Baca Juga: Yayasan Perguruan Tinggi Kristen Bukan Milik GMIM, Benarkah?
Ini kemudian membuat ijazah para magister yang diluluskan UKIT AZR Wenas tidak berlaku. Juga lanjut Mezak, dosen atau tenaga pengajar harus diketahui kejelasan ijazahnya. Temuan dia saat masa transisi ada sejumlah oknum melakukan penggantian ijazah yang terkesan ‘gampangan’ dan tidak ada riwayat studi.
“Tiba-tiba sudah lulus tapi riwayat studinya tidak ada, Bisa cek ke pangkalan data,” ungkap dia.
Hal yang kini tengah diupayakan agar status mereka diakui adalah memberesi pangkalan data. Tapi bila masalah ini tidak diselesaikan, kata Mezak bisa berkonsekuensi hukum.

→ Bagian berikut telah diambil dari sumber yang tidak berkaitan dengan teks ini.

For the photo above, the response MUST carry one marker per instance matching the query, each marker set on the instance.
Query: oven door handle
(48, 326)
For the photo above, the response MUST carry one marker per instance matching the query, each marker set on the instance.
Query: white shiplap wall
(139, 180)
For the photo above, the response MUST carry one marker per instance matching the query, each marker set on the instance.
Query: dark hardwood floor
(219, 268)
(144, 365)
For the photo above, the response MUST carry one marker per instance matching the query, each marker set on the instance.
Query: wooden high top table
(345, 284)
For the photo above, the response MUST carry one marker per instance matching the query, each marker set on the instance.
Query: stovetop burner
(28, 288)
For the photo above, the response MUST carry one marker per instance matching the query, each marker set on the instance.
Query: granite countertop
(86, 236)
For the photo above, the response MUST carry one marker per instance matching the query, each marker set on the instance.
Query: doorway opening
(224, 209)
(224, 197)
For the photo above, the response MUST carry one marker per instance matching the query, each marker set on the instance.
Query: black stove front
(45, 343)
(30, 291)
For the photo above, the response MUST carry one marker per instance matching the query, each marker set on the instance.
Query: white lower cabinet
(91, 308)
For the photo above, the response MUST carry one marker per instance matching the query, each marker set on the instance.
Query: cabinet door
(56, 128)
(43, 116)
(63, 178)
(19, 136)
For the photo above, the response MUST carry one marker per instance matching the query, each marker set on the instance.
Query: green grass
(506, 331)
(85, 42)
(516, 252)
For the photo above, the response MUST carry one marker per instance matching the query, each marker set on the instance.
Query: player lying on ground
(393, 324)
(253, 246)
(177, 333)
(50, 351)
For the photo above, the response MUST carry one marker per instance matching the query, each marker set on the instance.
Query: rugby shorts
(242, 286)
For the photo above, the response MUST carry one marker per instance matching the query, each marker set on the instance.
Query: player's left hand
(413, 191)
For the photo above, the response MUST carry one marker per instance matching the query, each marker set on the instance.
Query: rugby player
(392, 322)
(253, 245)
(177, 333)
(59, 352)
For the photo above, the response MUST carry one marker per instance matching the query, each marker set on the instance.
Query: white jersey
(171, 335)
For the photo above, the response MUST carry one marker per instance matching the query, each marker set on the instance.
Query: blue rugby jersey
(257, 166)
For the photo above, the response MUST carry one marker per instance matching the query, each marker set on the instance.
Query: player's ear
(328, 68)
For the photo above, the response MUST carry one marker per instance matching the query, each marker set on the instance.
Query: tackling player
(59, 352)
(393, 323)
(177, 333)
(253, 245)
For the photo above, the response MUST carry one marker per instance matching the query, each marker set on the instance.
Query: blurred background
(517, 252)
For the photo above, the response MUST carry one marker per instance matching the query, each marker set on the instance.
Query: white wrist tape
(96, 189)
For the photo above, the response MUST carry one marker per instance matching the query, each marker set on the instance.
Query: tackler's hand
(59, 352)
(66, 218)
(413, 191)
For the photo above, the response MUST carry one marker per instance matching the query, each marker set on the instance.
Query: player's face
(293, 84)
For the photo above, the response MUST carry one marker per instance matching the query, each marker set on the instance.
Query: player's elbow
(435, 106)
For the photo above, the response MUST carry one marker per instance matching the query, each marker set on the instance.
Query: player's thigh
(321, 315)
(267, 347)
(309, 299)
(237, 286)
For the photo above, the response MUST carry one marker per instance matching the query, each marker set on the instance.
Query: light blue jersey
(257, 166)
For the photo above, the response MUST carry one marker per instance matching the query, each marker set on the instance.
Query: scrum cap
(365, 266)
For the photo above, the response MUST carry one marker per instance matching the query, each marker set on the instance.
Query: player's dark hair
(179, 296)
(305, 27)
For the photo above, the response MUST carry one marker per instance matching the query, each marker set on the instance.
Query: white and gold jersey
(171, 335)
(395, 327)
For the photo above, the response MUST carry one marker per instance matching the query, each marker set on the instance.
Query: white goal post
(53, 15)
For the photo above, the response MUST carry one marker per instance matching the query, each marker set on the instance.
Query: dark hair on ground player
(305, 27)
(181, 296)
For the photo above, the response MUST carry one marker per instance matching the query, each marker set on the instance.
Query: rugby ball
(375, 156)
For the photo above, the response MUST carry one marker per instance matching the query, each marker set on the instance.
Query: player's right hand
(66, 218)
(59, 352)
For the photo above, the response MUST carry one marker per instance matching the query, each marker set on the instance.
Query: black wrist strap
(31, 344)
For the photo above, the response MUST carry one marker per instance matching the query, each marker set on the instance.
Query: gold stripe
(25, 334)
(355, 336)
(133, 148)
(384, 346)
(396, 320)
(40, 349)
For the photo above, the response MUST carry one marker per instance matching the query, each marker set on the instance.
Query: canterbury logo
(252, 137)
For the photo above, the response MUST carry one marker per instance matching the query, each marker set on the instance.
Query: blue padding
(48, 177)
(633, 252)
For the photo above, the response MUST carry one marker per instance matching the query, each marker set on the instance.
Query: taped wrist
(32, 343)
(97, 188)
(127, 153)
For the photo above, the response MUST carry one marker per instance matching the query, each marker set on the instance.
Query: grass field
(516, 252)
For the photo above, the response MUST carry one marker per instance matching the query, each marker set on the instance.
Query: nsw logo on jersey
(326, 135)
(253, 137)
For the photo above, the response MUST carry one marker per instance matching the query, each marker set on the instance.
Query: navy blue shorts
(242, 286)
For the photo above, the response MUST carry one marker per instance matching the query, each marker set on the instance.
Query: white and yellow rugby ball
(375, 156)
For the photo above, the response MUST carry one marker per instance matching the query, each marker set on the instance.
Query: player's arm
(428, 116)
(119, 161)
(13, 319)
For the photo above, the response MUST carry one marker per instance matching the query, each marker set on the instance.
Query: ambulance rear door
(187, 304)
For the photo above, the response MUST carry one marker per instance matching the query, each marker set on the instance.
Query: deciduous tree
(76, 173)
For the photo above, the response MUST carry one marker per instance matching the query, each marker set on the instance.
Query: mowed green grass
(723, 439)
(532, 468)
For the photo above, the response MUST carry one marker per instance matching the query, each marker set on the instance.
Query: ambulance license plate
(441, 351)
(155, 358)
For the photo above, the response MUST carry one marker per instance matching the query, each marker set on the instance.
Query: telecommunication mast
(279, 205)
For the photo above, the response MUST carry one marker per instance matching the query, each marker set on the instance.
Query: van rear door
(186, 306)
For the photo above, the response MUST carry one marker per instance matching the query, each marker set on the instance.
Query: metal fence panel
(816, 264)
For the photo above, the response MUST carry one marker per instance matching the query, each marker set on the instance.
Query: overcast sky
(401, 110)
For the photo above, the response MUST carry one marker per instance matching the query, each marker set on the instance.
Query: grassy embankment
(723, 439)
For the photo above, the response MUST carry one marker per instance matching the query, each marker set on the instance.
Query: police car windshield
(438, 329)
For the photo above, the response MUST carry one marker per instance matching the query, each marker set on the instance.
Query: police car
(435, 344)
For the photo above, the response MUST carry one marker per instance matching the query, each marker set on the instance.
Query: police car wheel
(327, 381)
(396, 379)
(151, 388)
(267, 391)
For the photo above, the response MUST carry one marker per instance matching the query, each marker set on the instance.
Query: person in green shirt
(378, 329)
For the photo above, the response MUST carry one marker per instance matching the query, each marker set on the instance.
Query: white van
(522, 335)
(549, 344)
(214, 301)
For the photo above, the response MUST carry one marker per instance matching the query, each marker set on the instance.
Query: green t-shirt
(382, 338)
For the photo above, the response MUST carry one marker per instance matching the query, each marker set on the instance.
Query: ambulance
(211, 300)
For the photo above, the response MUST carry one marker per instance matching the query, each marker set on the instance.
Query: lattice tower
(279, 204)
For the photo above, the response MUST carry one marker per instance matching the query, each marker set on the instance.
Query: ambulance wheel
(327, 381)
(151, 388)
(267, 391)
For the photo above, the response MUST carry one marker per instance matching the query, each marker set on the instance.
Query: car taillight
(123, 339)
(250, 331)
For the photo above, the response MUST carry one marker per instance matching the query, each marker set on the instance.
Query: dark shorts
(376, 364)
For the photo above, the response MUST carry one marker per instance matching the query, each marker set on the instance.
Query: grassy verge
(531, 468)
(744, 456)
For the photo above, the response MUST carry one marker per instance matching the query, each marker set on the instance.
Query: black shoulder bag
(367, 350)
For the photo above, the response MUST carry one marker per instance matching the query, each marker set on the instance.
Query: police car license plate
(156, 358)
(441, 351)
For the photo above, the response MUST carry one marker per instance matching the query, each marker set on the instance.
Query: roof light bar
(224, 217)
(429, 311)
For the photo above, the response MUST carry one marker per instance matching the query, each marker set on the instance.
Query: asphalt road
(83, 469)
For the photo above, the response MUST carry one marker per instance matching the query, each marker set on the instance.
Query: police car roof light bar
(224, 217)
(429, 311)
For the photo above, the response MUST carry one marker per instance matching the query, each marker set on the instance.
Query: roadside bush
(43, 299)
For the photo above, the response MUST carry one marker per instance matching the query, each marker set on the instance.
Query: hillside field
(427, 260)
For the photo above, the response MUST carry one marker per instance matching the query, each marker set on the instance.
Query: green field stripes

“Ada konsekuensi hukumnya sesuai UU 12 (Undang-Undang Nomor 12 Tahun 2012 Tentang Pendidikan Tinggi), ada kasus serupa di Jakarta sudah dipidana penyelenggaranya 6, 7 hingga 9 tahun, karena itu saya bilang jangan main-main, perbaiki dengan teliti itu pangkalan data,” tegas Mezak.
Komitmen membenahi UKIT masih dipegang Mezak Ratag sebagai sebuah keyakinan demi menuntaskan konflik belasan tahun. Tugas itu, menurutnya, adalah tugas yang dipercayakan Menteri dan pimpinan daerah. Namun tanggung jawab yang lebih besar lagi adalah menyelamatkan nasib ribuan orang.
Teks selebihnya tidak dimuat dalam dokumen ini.